OBERLIN, Ohio — Oberlin High School history teacher Kurt Russell has a way of engaging students about the past by relating it to the present.
“I’ve always encouraged my students to talk in class, to have discussions in class, to have students think on their own, instead of that direct instruction where I’m giving all the answers,” he said. “I want students to think critically, to own their learning. And I think that has helped me teach history more effectively.”
Not to be outdone by the actor of the same name, Russell is gaining notoriety himself as one of the best teachers in the country. Earlier this year, he was named 2022 Ohio Teacher of the Year.
“When I found out, I had this imposter syndrome - like, ‘Why me?’” Russell said.

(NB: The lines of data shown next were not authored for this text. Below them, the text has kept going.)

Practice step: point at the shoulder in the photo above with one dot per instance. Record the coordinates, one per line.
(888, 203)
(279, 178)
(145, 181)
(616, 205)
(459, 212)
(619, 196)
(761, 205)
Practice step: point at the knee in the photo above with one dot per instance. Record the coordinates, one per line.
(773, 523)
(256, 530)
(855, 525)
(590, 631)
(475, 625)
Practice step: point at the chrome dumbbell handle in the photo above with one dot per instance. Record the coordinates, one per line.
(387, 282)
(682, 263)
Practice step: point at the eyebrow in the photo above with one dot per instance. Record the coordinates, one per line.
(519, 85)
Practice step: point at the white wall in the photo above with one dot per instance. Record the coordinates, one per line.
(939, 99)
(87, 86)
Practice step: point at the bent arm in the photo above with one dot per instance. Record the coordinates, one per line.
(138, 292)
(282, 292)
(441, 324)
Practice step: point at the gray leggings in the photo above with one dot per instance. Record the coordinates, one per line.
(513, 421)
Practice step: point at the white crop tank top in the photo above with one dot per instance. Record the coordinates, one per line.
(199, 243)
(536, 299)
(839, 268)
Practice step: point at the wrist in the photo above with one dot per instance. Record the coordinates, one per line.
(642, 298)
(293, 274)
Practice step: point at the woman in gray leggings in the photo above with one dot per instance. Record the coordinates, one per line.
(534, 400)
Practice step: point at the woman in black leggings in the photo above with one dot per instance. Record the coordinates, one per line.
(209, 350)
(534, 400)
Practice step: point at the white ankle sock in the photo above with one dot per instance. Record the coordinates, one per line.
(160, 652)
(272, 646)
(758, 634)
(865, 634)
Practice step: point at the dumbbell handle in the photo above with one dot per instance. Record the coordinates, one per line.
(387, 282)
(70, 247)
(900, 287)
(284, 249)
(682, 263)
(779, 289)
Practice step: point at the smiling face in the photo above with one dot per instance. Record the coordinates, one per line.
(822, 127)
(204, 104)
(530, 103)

In late January, the Council of Chief State School Officers (CCSSO) confirmed the Oberlin High School teacher’s standing by announcing he made the list of four finalists for National Teacher of the Year.
“Honestly, it feels good. It really does,” Russell said of his reaction. “Not necessarily for me, but it just feels good for the entire Oberlin community and all of the teachers that I represent.”
Teaching at Oberlin High School had been Russell’s goal since he was a student in the same halls. He credited his kindergarten teacher for instilling a love of learning at a young age.
In eighth grade, Russell was inspired to pursue teaching as a career when he had his first Black male teacher. As a Black man himself, he recognized the significance of the representation.
“Two percent of all teachers are black males. [That’s] very, very low,” he said. “I think it’s important in regards to reaching all students. It’s not just reaching black students, it’s reaching all students, and breaking down some stereotypes, some of the false narratives of Black males in the United States of America.”
Following the 2020 murder of George Floyd, Russell helped his students grapple with racial injustice and form the Black Student Union at the high school.
“I try to be as honest as possible. I think students are more than willing to learn about these tough conversations and they’re more than willing to participate in it,” he said.
Russell teaches U.S. history, History of the Americas, African American history, and Race, Gender, and Oppression to grades 9-12. He explained he strives to bring cultural relevance and diverse representation to his lessons.
“It’s equity, representation in the classroom. Make sure we empower students and give students a voice,” he said. “It gives students a sense of - ‘my education matters. My race, my sex, my sexual orientation - it matters.’ And it should be reflected in our curriculum. But not only our curriculum but our staff and our faculty as well.”
The four finalists, including Russell, will go through an interview process with the National Teacher of the Year Program’s Selection Committee. CCSSO will announce the selected winner later this spring. The 2022 National Teacher of the Year will spend the next year serving as an ambassador for education and an advocate for all teachers and students.